Hacker News new | past | comments | ask | show | jobs | submit login
Nulls Nullified (2005) (dbazine.com)
28 points by declanhaigh on July 24, 2023 | hide | past | favorite | 44 comments



The author talks a lot about how NULL in SQL is supposedly unnecessary, and claims that it is totally possible to handle unknown SQL values without NULL. Yet he successfully avoids explaining how his solution is supposed to work. At the end he links to a (paid?) paper where his solution is apparently explained, though the link has since ceased to work. Great.


There are many papers describing how NULL as an explicit “value” (you still at least need something to present empty results from left or right joins) can be made unnecessary – just look back to the development of relational databases and the theory that are based upon. No need to pay for this author's paper when it probably just restates things that are found in many open access papers/books/other.

Representing unknown/non-existent without allowing an explicit NULL value is can be modelled by the property being another entity, you have a child table that lists the values of the property so where you would store a NULL otherwise there simply exists no row in that table. In SQL this means extra joins and in most (all?) SQL implementations this results in (sometimes significantly) lower performance. The big argument there is whether this points to a problem in the theory (if arguing that NULL should not be “stored”), in SQL as an implementation of relational database theory, or in the implementations of SQL…

[I'm aware my terminology is all over the place, as most people's is: when talking about relational theory rather than SQL as a speicific implementation of it I should use tuple not row, relation not table, etc., but getting that right only serves to confuse people (a great many of those with a more self-taught and/or field trained programming background background than one that involves any computer science study) who know only SQL and have thus far not needed to be aware of the theory or history].


It's not a problem with the theory, because the theory was not created to be a high-performance application.

It's also clearly not a problem with SQL since people very loudly and clearly prefer the version with nulls and operations that create nulls.

It is a problem with the idea that people should program in relational algebra. They shouldn't. It's the same kind of issue as functional languages that extend lambda calculus; logical languages with explicit evaluation strategies; type systems with undecidable situations; module systems that allows access to private features... No actual usable system is a perfect representation of the math behind it.


But how to represent missing values in left/right/outer joins?


I think this one of the many things that the author wanted to point out, outer joins is not a valid relational model operator, and thus, leads to generating nulls.
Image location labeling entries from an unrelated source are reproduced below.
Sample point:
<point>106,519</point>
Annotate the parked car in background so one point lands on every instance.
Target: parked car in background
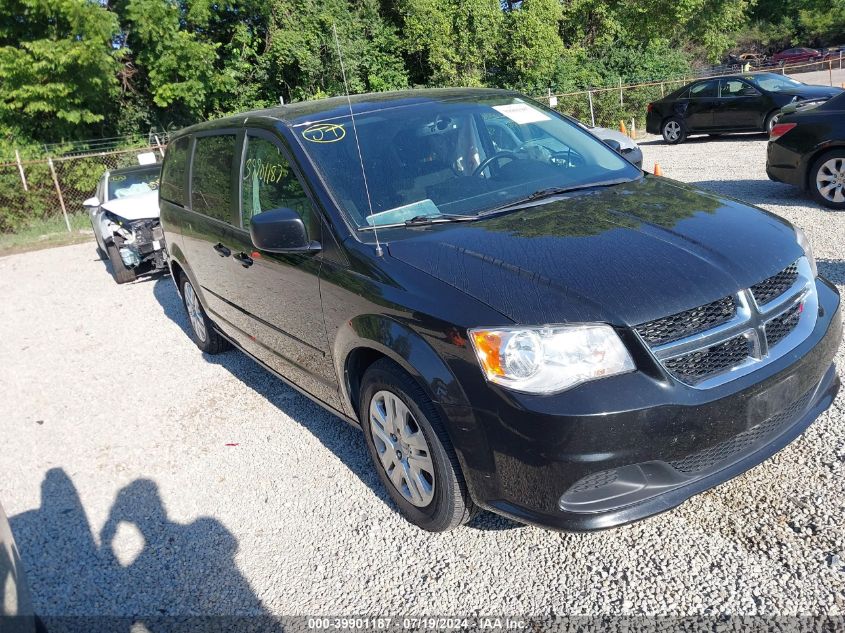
<point>16,614</point>
<point>797,56</point>
<point>544,331</point>
<point>737,103</point>
<point>125,218</point>
<point>752,59</point>
<point>807,149</point>
<point>622,143</point>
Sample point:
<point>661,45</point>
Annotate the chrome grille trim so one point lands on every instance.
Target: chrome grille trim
<point>750,321</point>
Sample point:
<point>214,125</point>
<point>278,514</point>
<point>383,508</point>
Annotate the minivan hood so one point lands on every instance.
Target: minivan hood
<point>140,207</point>
<point>623,255</point>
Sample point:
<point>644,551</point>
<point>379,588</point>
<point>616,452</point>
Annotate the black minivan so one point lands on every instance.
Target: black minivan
<point>543,331</point>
Outer joins would have to be some kind of subqueries in relational model, which would likely cause either way too subtle querying semantics or, as little as the would, still always unacceptable performance cost, given how databases are benchmarked.
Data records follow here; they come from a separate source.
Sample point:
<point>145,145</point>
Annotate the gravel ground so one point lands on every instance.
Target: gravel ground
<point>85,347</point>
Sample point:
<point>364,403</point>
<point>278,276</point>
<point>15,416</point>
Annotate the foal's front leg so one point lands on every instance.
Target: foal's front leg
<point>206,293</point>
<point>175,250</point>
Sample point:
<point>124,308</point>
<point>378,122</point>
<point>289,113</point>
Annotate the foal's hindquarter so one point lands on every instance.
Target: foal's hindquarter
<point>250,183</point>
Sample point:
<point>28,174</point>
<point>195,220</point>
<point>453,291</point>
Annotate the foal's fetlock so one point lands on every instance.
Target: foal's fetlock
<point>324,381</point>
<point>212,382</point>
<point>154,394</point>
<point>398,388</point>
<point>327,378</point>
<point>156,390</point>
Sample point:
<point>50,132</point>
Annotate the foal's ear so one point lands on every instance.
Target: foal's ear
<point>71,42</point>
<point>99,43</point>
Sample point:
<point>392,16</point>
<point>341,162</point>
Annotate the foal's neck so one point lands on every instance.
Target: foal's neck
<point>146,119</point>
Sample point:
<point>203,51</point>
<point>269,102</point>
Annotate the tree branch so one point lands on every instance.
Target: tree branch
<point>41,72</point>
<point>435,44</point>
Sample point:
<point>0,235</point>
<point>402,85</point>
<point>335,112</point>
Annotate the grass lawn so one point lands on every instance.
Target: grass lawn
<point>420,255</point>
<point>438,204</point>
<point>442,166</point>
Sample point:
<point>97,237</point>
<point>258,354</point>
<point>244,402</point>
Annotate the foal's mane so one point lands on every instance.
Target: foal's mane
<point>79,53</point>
NULL makes little sense from first principles.

Either get rid of it, or allow nulls (and logically any other union) by supporting union types.

It is quite arbitrary to allow a type that makes sense (string, int) etc. and then also allow nulls so you allow INT | NULL union but no other unions. So you have this multi-purpose "other value" whose meaning is inferred by the application.

I guess they were added as a pragmatic "I dunno" field for CRUD systems without needing to go to all the effort to support unions. For example not everyone has a middle name, but you don't want to go all 5th Normal Form on it.


I don't know about not making sense from first principles, but if a principle concern is bug free code then NULL is a disaster. I've seen so bugs caused by people forgetting a column could be NULL and using '<', '<=' I avoid them like the plague now. It's not just the unfamiliar behaviour, it's also that everyone forgets to write tests for it.

A simple fix would be to add a dialect option that makes any operation on a potentially null value a syntax error. This is possible because in SQL it's almost always possible to determine if a value X could potentially be NULL or not. If it could be NULL, something like (X == y) or (X + y) should generate a syntax error. Instead you should have to write (X is not null and X == y) or ISNULL(X + y, 0).


NULL/missing is so common that it makes sense to provide special language support, even if you don't have full unions. See e.g. Kotlin and Typescript.

What doesn't make sense is to treat a nullable type the same as non-nullable type causing errors everywhere (Java), or make it so special that it basically has completely separate logic and operators attached (SQL)


A lot of confusion comes from SQL nulls having the same name as nulls in programming languages. They are conceptually completely different things.

Nulls in programming languages are a special “sentinel” value indicating the lack of an object. Nulls in sql means “unknown” or “I am not able to answer that question”.

This is why in most programming languages two nulls are equal, since they are the same sentinel value. Not so in SQL, since one unknown value is not necessaily the same as some other unknown value.


Worse: with JSON NULL is considered a type not a value of other types, which can make validating nullable values with JSON-Schema a royal pain.


JSON does not define a type system, but javascript defines null as the only value of the null type. This works fine in eg typescript since you can use a type union of null and any other type, if you want to indicate a nullable value.


Don't forget in addition to null, javascript has undefined and undefined.

(the value undefined and the property-does-not-exist undefined)


but don't forget that `typeof null === 'object'` :)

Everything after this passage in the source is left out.